Où sont passées les couleurs ?
Ouvrez un magazine de déco des années 70 : tapisseries à fleurs psychédéliques, canapés moutarde, cuisine orange… C’était un feu d’artifice visuel. Avance rapide vers aujourd’hui : murs blancs, cuisines grises, voitures noires. On dirait que notre quotidien est passé du mode technicolor au mode « noir et blanc ». Alors, que s’est-il passé ? Pourquoi la couleur a-t-elle disparu de nos objets, nos intérieurs et nos rues ?

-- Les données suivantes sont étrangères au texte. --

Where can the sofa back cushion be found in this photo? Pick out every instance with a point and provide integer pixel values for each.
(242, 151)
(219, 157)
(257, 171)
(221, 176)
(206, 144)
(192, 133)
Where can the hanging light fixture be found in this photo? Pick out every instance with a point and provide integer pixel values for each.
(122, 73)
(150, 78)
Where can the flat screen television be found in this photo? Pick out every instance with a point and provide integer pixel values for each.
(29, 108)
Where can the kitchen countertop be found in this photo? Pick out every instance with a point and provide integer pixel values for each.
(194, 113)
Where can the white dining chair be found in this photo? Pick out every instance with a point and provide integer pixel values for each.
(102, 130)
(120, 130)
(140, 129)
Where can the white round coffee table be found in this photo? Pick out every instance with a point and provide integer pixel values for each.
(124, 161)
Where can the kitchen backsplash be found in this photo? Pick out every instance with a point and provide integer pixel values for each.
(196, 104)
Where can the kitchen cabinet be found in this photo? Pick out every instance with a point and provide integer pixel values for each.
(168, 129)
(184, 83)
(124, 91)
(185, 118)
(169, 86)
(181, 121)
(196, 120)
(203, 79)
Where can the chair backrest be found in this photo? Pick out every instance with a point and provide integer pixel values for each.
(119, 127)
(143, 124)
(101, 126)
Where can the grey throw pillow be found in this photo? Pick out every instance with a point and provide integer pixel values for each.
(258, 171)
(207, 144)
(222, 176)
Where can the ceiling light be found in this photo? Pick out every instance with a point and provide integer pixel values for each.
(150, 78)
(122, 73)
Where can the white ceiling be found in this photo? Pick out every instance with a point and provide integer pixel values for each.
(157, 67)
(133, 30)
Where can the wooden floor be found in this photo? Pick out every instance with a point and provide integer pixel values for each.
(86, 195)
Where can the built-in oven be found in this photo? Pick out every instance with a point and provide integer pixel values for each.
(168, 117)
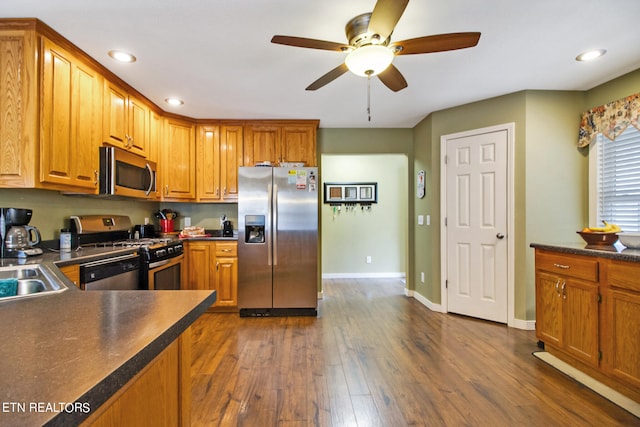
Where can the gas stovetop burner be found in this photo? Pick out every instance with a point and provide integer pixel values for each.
(133, 243)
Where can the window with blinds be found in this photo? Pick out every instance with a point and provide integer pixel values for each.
(619, 179)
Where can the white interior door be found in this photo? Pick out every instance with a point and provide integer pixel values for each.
(476, 225)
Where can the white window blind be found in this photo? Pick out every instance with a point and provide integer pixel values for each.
(619, 180)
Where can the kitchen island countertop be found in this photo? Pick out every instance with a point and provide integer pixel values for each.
(82, 347)
(616, 251)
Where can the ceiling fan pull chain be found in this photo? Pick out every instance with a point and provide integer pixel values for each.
(369, 96)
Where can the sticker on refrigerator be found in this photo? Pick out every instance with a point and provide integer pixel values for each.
(291, 178)
(312, 181)
(301, 180)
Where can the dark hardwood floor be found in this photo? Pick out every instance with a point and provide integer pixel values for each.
(374, 357)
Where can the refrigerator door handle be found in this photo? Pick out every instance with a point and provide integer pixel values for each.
(275, 224)
(269, 225)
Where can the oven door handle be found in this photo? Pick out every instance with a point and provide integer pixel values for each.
(151, 180)
(159, 263)
(110, 260)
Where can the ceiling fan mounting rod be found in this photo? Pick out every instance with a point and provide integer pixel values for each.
(357, 30)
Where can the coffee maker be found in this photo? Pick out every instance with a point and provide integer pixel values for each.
(18, 238)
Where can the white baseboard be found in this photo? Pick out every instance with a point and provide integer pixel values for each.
(389, 275)
(528, 325)
(424, 301)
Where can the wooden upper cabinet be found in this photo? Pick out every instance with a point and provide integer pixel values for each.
(126, 120)
(71, 120)
(299, 144)
(231, 140)
(208, 185)
(261, 144)
(278, 142)
(155, 136)
(178, 159)
(18, 109)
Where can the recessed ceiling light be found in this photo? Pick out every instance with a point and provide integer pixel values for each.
(122, 56)
(590, 55)
(174, 102)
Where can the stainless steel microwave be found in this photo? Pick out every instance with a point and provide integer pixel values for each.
(126, 174)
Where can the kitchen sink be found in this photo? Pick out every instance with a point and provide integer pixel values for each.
(32, 280)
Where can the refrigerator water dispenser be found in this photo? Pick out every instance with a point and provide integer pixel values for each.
(254, 228)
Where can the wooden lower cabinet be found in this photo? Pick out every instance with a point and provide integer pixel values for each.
(621, 355)
(588, 314)
(567, 315)
(159, 395)
(213, 265)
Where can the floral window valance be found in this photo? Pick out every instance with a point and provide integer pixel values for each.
(610, 119)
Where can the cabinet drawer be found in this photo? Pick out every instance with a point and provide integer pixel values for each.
(226, 249)
(624, 275)
(568, 265)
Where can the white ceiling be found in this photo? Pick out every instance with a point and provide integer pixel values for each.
(217, 55)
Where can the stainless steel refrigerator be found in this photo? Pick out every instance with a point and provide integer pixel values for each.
(277, 241)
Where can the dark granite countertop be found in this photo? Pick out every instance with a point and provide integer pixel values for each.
(78, 346)
(75, 256)
(214, 235)
(616, 251)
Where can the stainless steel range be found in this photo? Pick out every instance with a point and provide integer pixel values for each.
(157, 265)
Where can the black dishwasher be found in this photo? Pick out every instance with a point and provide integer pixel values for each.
(115, 273)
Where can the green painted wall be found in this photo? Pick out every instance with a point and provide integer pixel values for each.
(550, 174)
(350, 235)
(335, 143)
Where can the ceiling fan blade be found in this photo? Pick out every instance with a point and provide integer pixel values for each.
(393, 79)
(437, 43)
(309, 43)
(385, 16)
(329, 77)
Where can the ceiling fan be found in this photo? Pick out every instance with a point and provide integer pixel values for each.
(371, 50)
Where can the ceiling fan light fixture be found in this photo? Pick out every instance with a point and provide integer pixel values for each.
(369, 60)
(174, 102)
(590, 55)
(122, 56)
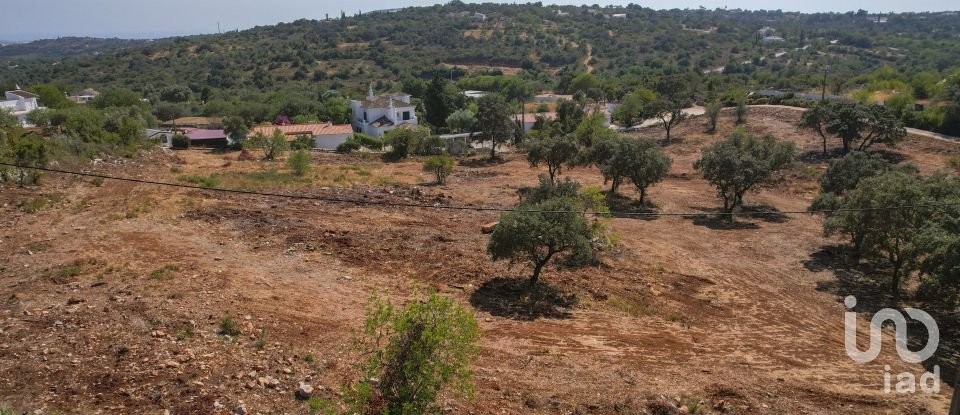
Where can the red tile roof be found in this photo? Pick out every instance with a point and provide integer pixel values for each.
(313, 130)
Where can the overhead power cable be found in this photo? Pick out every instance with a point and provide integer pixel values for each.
(386, 203)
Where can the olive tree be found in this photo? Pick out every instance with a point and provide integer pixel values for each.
(537, 233)
(412, 354)
(854, 123)
(884, 233)
(441, 167)
(641, 161)
(494, 119)
(554, 152)
(741, 163)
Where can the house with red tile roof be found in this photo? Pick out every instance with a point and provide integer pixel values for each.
(326, 136)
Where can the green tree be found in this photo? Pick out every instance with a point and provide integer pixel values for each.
(436, 103)
(462, 120)
(299, 162)
(712, 111)
(554, 152)
(28, 151)
(51, 96)
(673, 94)
(741, 110)
(441, 167)
(643, 161)
(494, 117)
(866, 124)
(272, 146)
(741, 162)
(885, 233)
(412, 354)
(404, 141)
(817, 118)
(118, 97)
(236, 128)
(175, 93)
(536, 233)
(634, 107)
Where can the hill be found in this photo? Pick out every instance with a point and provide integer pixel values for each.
(114, 292)
(545, 45)
(63, 47)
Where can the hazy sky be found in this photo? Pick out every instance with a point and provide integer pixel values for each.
(33, 19)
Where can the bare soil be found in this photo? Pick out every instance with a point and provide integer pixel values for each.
(101, 285)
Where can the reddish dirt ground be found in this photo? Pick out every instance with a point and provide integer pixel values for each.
(100, 283)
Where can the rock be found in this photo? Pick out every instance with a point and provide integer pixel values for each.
(304, 391)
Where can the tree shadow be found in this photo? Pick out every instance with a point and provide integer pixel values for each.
(817, 156)
(480, 162)
(869, 283)
(513, 298)
(713, 219)
(864, 280)
(764, 213)
(625, 207)
(891, 157)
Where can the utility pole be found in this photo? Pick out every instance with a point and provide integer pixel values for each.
(823, 96)
(955, 403)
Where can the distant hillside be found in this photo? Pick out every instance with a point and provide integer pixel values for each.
(547, 47)
(63, 47)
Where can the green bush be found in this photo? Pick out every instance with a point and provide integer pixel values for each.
(348, 146)
(229, 327)
(180, 142)
(440, 166)
(367, 141)
(303, 142)
(299, 162)
(414, 352)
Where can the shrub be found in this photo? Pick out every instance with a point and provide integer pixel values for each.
(229, 327)
(367, 141)
(299, 162)
(536, 233)
(414, 352)
(741, 162)
(180, 142)
(303, 142)
(954, 163)
(440, 166)
(348, 147)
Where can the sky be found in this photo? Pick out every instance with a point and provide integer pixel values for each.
(37, 19)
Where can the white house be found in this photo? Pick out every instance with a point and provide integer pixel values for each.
(326, 136)
(19, 103)
(376, 115)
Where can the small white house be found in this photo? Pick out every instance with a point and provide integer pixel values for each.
(376, 115)
(19, 103)
(325, 136)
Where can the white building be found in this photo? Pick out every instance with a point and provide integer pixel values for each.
(376, 115)
(19, 103)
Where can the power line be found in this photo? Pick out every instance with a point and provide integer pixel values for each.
(471, 208)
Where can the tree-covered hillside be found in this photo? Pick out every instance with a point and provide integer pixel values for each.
(545, 47)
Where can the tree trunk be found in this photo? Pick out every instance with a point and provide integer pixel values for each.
(895, 281)
(536, 273)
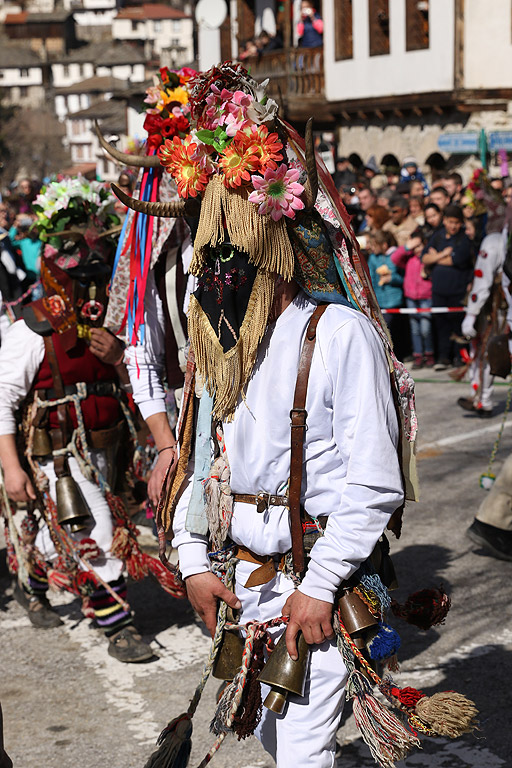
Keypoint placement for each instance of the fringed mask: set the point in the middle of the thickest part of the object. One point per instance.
(233, 173)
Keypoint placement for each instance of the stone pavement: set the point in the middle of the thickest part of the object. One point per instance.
(67, 703)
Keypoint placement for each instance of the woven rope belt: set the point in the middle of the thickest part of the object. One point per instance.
(262, 501)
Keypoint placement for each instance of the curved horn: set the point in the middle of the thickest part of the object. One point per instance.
(311, 187)
(167, 210)
(138, 161)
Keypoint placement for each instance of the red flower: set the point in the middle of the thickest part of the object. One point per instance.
(153, 124)
(164, 74)
(169, 127)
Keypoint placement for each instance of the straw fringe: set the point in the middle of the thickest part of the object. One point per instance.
(227, 373)
(265, 240)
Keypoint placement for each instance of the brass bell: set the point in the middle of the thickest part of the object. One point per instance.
(283, 674)
(41, 443)
(71, 506)
(229, 657)
(355, 614)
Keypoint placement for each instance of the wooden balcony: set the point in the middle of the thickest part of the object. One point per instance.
(296, 81)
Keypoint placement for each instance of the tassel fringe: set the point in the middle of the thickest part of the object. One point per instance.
(227, 373)
(265, 240)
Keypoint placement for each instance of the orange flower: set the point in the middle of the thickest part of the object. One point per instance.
(268, 145)
(180, 160)
(239, 160)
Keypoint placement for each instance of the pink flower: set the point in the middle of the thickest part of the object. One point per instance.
(278, 192)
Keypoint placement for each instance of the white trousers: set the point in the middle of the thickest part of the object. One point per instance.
(485, 380)
(304, 736)
(101, 527)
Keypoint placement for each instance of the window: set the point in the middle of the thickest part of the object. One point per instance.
(379, 27)
(343, 30)
(416, 25)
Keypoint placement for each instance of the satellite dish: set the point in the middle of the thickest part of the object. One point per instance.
(211, 13)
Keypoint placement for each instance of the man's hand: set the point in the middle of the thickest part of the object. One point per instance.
(18, 484)
(311, 616)
(106, 346)
(204, 591)
(156, 480)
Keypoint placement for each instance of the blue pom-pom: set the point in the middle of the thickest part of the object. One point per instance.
(384, 644)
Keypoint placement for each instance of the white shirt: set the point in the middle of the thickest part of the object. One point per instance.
(21, 355)
(146, 361)
(351, 469)
(488, 263)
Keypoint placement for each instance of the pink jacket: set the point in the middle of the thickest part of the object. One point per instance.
(415, 286)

L’exemple flagrant : les voitures
Si vous avez déjà croisé une vieille 2CV vert pomme ou une Renault 5 orange, vous voyez de quoi je parle. Dans les années 70–80, l’automobile était un terrain d’expression colorée. Aujourd’hui, les parkings ressemblent à un dégradé de gris.
Quelques chiffres pour vous le prouver si vous ne me croyez pas : en 2023, près de 80 % des voitures vendues en Europe étaient blanches, noires ou grises. Les bleus électriques, jaunes soleil ou rouges vifs ? Une minorité. Les constructeurs en proposent encore, mais ce sont rarement les plus commandés.
Pourquoi ?
- Parce qu’une voiture sobre se revend plus facilement
- Parce que les rayures se voient moins sur le blanc ou l’argenté.
- Parce que l’acheteur moyen préfère un choix « sûr » qu’il ne regrettera pas.
Résultat : nous roulons tous dans les mêmes tons neutres, avec un soupçon de nostalgie pour l’époque où les routes ressemblaient à un paquet de M&Ms.
De l’iMac arc-en-ciel au MacBook gris
Souvenez-vous de 1998 (ok, je ne peux pas dire que je m’en souviens personnellement, j’avais deux ans 😂) : Apple lance l’iMac G3, un ordinateur translucide décliné en bleu, vert, orange ou rose. Un choc esthétique à l’époque, qui a contribué à relancer la marque.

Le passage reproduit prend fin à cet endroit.